Christmas on credit

17th December, 2011

Presents for one’s children do not seem like an optional extra though many families may struggle during this holiday

One dark December evening, sometime in the early 1980s, my father sat down to have a serious chat with me. That Lego spaceship I was dreaming about for Christmas? It might never arrive. Our boiler had broken; fixing it was going to be expensive. I should not hope for too much.

Perhaps this was just a bit of smart parenting on my father’s part: perhaps I had taken to viewing a substantial Christmas present as a basic human right and he was just putting a shot across my bows. After all, I did get the Lego. (It was the Space Cruiser, set number 487, a classic that gave me many hours of pleasure. Thanks, Dad.)

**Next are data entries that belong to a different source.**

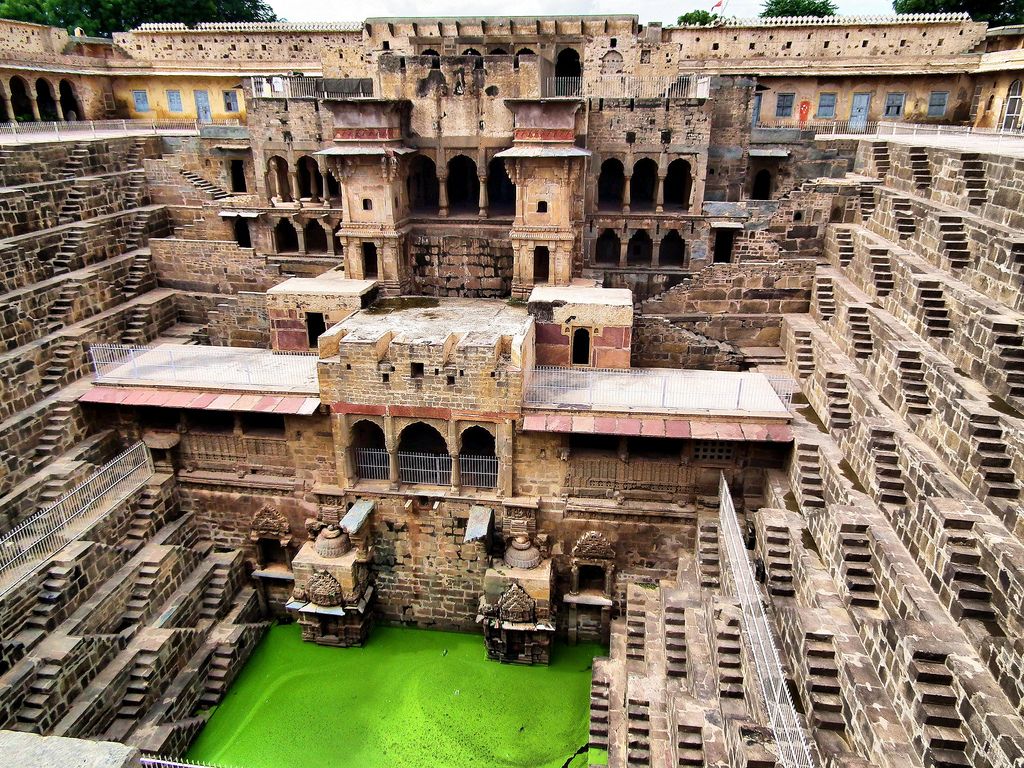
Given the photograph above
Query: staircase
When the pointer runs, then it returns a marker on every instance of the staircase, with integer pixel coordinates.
(952, 241)
(921, 169)
(860, 331)
(203, 185)
(61, 365)
(58, 424)
(857, 564)
(936, 315)
(973, 172)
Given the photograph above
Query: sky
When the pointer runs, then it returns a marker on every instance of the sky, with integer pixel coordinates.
(648, 10)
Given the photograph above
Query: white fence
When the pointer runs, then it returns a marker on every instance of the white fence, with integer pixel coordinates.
(657, 389)
(202, 366)
(630, 86)
(50, 530)
(794, 749)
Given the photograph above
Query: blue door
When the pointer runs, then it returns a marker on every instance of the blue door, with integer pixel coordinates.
(203, 112)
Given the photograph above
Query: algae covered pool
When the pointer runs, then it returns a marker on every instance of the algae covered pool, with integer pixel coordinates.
(410, 697)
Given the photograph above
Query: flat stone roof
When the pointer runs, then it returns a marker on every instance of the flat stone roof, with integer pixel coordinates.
(325, 285)
(423, 321)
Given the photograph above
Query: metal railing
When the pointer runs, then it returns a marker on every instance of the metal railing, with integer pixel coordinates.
(629, 86)
(310, 87)
(202, 366)
(48, 531)
(657, 389)
(425, 469)
(794, 749)
(373, 464)
(478, 471)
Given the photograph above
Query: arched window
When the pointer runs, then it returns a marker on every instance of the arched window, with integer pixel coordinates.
(678, 181)
(286, 240)
(315, 238)
(608, 247)
(581, 346)
(610, 184)
(672, 251)
(242, 235)
(643, 184)
(463, 185)
(69, 101)
(640, 249)
(44, 98)
(422, 185)
(370, 267)
(19, 100)
(310, 179)
(762, 185)
(1012, 118)
(501, 190)
(542, 264)
(370, 452)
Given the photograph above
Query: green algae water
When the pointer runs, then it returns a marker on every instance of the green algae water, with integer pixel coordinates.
(410, 697)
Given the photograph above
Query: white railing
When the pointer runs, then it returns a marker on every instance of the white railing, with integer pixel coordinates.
(89, 128)
(425, 469)
(47, 532)
(478, 471)
(630, 86)
(794, 749)
(373, 464)
(202, 366)
(657, 389)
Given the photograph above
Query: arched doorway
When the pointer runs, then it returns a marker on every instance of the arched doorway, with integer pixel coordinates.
(423, 456)
(286, 240)
(610, 184)
(762, 185)
(608, 248)
(370, 452)
(242, 235)
(45, 100)
(643, 185)
(640, 249)
(69, 101)
(672, 251)
(463, 185)
(581, 346)
(310, 179)
(20, 101)
(678, 181)
(477, 460)
(501, 190)
(315, 237)
(1012, 117)
(422, 185)
(542, 264)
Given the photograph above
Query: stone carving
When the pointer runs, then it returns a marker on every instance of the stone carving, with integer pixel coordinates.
(593, 546)
(269, 523)
(324, 589)
(516, 605)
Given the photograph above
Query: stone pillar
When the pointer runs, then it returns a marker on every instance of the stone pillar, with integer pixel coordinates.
(442, 196)
(483, 197)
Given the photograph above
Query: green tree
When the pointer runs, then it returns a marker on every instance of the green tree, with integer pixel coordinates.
(105, 16)
(995, 12)
(799, 8)
(698, 18)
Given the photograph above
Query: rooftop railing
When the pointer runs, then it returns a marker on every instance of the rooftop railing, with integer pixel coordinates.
(220, 368)
(47, 532)
(794, 748)
(629, 86)
(658, 389)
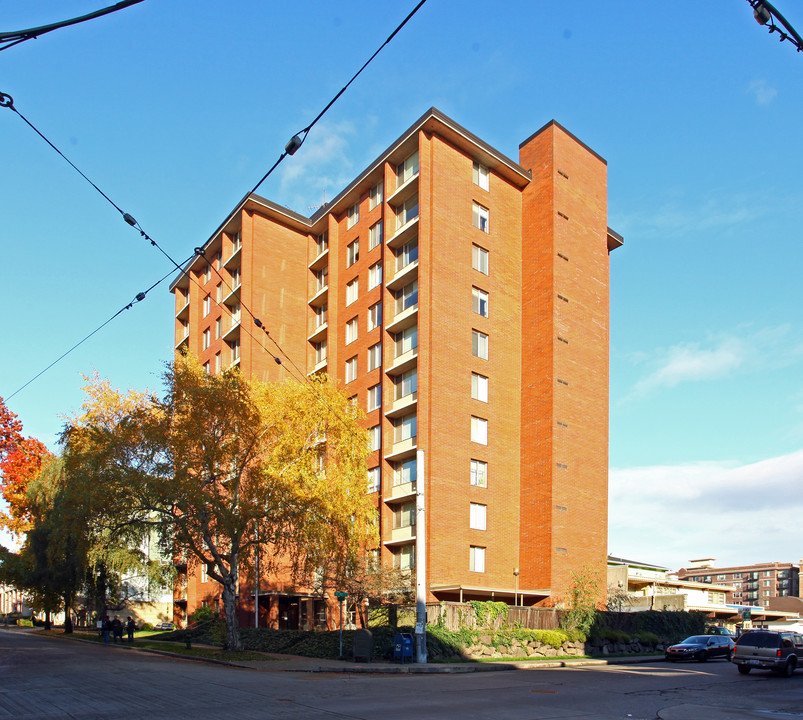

Then again, perhaps we really were financially embarrassed, and perhaps my parents were not sure that an alternative source of finance would materialise. Plenty of families will be in a similar situation this Christmas. The Joseph Rowntree Foundation, which uses a thoughtful and innovative methodology to estimate the minimum income necessary to achieve a “socially acceptable” standard of living, reckons that a family of five with one breadwinner – my situation today and my father’s at the time – needs £690 a week before tax. Since 80 per cent of employees earn less than that, it is easy to see why many families require two incomes, and why many struggle at Christmas.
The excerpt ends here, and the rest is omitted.